With one input, the model is just a line — described by two numbers:

Slope (m) how steep

How much the prediction changes when the input goes up by one.

Intercept (b) where it starts

The prediction when the input is zero — the line's height at the y-axis.

The equation y = m·x + b

Plug a new x in, get the predicted y out.

Simple vs. multiple

One input is simple linear regression. Several inputs — for example, predicting rent from square footage and bedroom count — is multiple linear regression. Same idea, just more knobs to tune.

Where it's used

Anywhere a "more of X tends to mean more (or less) of Y" relationship shows up — across science, business, and engineering.

Real estate rent ~ sqft

Predict monthly rent from apartment size.

Marketing sales ~ ad spend

Forecast revenue from advertising budget.

Education score ~ hours

Estimate exam score from hours studied.

Health bp ~ age

Estimate the trend of blood pressure with age.

Worked example

This page uses a 5-student dataset of hours studied vs. exam score — small enough to follow point by point, real enough to make the line meaningful.

What "best" means

For any candidate line, the vertical gap from each point to the line is called a residual — it's how wrong the line is for that observation.

Definition

The least-squares line is the one with the smallest total of squared residuals. Out of every possible line, exactly one wins.

How the line is found

Two common approaches, both ending at the same line:

  • A direct formula — solves for the best line in one shot. Great for small datasets.
  • Gradient descent — start with any line and keep nudging it in the direction that lowers the error. Scales to huge datasets.

Watch the construction

The animation builds the least-squares line on a tiny dataset of study hours vs. exam scores. The line starts flat, residuals turn into literal red squares, then the line tilts to shrink them.

Why we square the gaps

Reason 1 no cancellation

Without squaring, points above and below the line cancel out. A bad line could net zero by accident.

Reason 2 big misses hurt more

A residual of 4 contributes 16. A residual of 1 contributes 1. So the fit works hardest to avoid large misses.

Reading the result

For our study-hours dataset, the best-fit line lands at:

The fitted line

y = 6.4 · x + 45.4

Slope m = 6.4

Each extra hour of study is worth about 6.4 more exam points.

Intercept b = 45.4

The score the model predicts for zero hours of study.

Predict for a new x

Plug it into the equation. For 6 hours: 6.4 × 6 + 45.4 ≈ 83.8.

Evaluation — how good is the fit?

Once we have a line, we want a number that tells us how well it summarises the data. Two simple ones cover most situations.

RMSE typical error

Roughly how far off the line's predictions are, in the same units as y. Smaller is better.

R² (R-squared) 0 → 1

How much of the pattern the line captures. 1 = perfect, 0 = no better than guessing the average.

Our study-hours fit

R² = 0.996 — the line captures nearly all the pattern. RMSE ≈ 0.57 exam points — predictions are off by roughly half a point on average.

Assumptions

Linear regression works best when these three conditions are roughly true.

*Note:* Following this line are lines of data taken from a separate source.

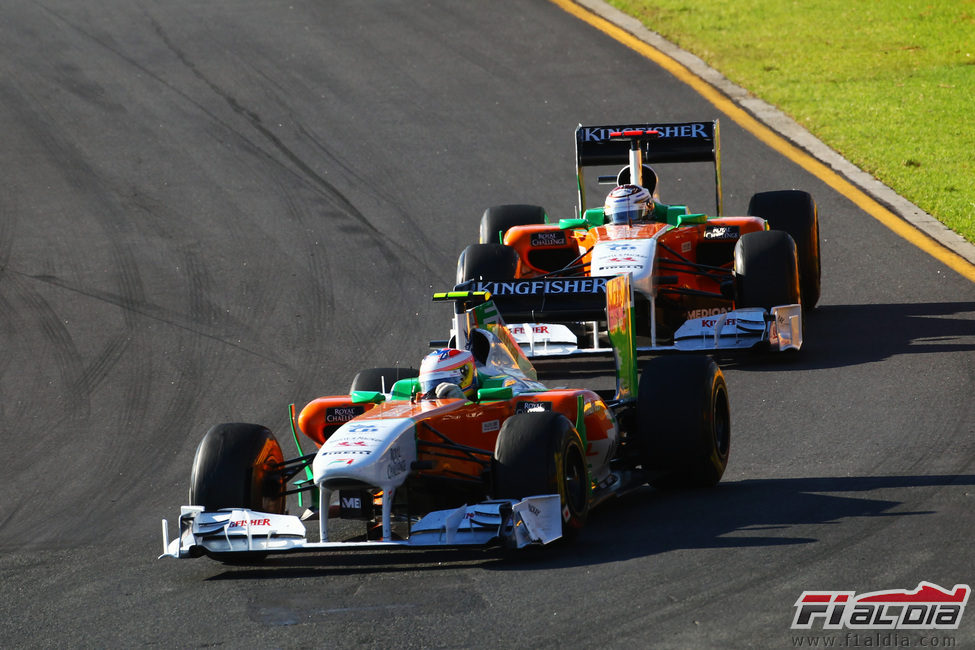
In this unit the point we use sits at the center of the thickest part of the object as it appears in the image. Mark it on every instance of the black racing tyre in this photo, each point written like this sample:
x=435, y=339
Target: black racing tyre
x=488, y=262
x=766, y=270
x=380, y=379
x=497, y=219
x=795, y=212
x=542, y=453
x=236, y=467
x=684, y=421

Straight-line relationship no curves

The trend between x and y looks roughly like a straight line, not a curve.

Independent observations no shared signal

Each data point stands on its own — one point's value doesn't tell you about the next.

Even spread of errors consistent scatter

Points scatter around the line by about the same amount everywhere — no fan or funnel shape.

When it works — and when it doesn't

Works well when
  • The relationship is roughly straight
  • The spread around the line is fairly even
  • No single point is wildly out of line
Struggles when
  • The data curves — no straight line fits
  • Outliers exist — one extreme point yanks the whole line
  • Many drivers — extend to multiple linear regression